France’s colonial exploits in the Saharan World began in Algeria, which was under Turkish rule in the early 19th century. On April 28th, 1827 the Turkish appointed governor of Algeria, Dey Husain, slapped a minor French diplomat named Pierre Duval with a fly whisk, because he refused to answer questions about a longstanding French debt. A fly whisk is essentially a fly swatter: a bundle of feathers or horse hair at the end of a rod. The French king, Charles X, was quite unpopular at the time. He capitalized on the Dey’s outburst by insisting that the slap was an insult to French honor. His claim resonated with the French people in part because the Dey was a ‘Moor’. Even though as a governor the Dey held a higher political office than the consul he struck, he was considered racially and culturally inferior in the eyes of the French.
This was the pretext for the French conquest of Algeria. It is a rather flimsy excuse for a war of conquest, and it may not have even been possible outside of a context informed by orientalism. The French conquest of Algeria was bloody. The image above this section depicts the decapitation of Algerian militants ordered by Colonel Lucien de Montagnac. By 1834 France had formally annexed and occupied portions of Algeria and appointed a colonial governor to oversee its administration. France’s effort to incorporate Algeria into its empire met resistance, and Algeria won its independence in 1962.
As the colonial government ruled Arab and Berber subjects, and fought pockets of resistance it created a body of knowledge about its allies, subjects and enemies around the Sahara. In many cases this new knowledge about the various indigenous Muslims the French encountered in the Sahara conformed to earlier ideas about Arab barbarity and cruelty. The colonial officers imagined that their new ‘Moorish’ enemies were fierce and savage just like the ‘Moors’ who occupied medieval Iberia.

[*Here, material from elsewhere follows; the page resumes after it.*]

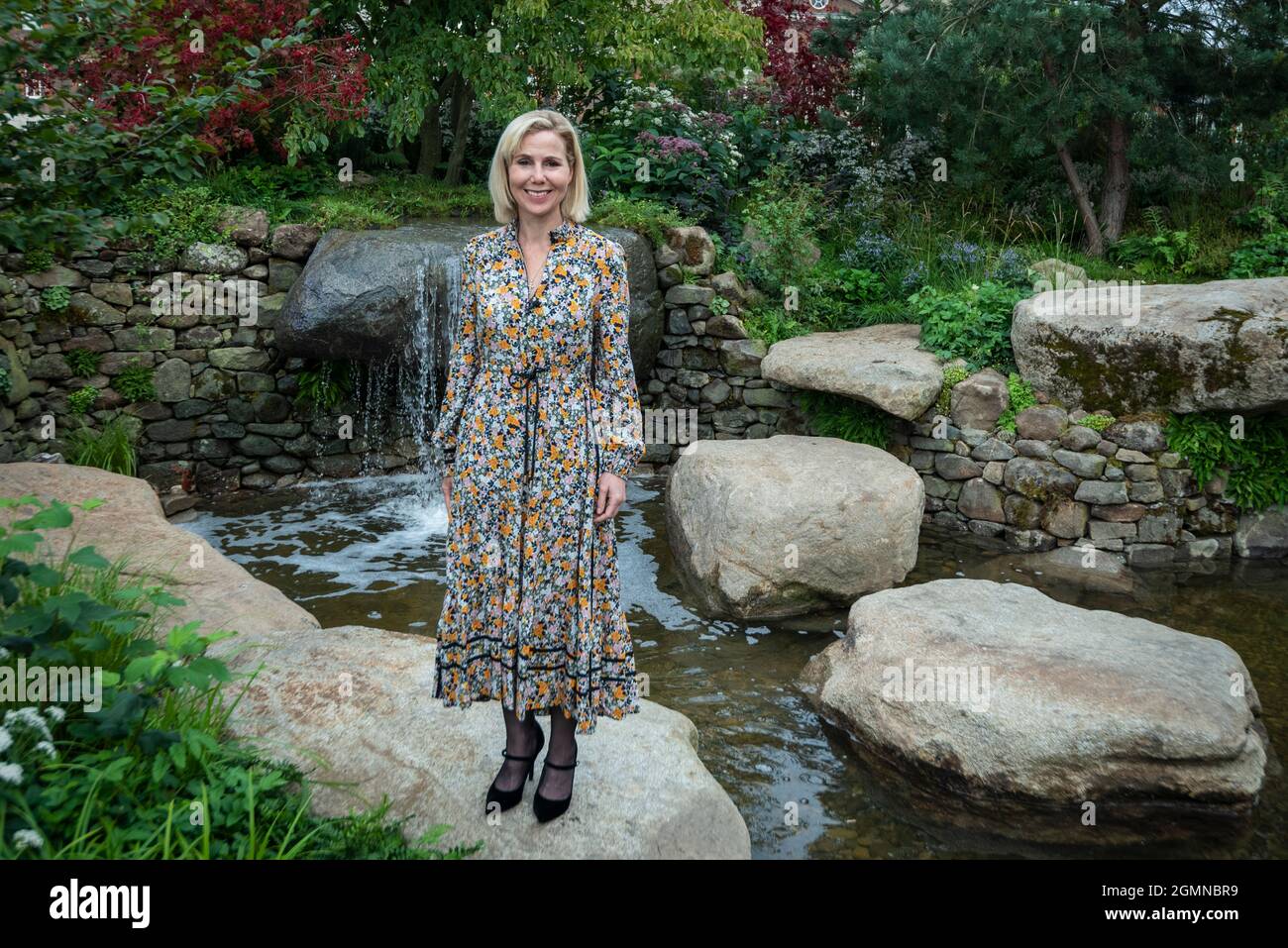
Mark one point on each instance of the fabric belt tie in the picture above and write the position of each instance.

The Moorish Warrior - William Merritt Chase 1876
Worthy Foes
But to say that Westerners only thought about the people of the Orient as inferiors is an oversimplification of orientalism. They also thought of their enemies as tough and cunning. As strange as it may seem, colonial officers needed their enemies to be both. By fighting worthy opponents, like the nomadic warriors of the Sahara, officers were able to distinguish themselves as solders. Stressing the savagery of their enemy legitimized the act of conquest.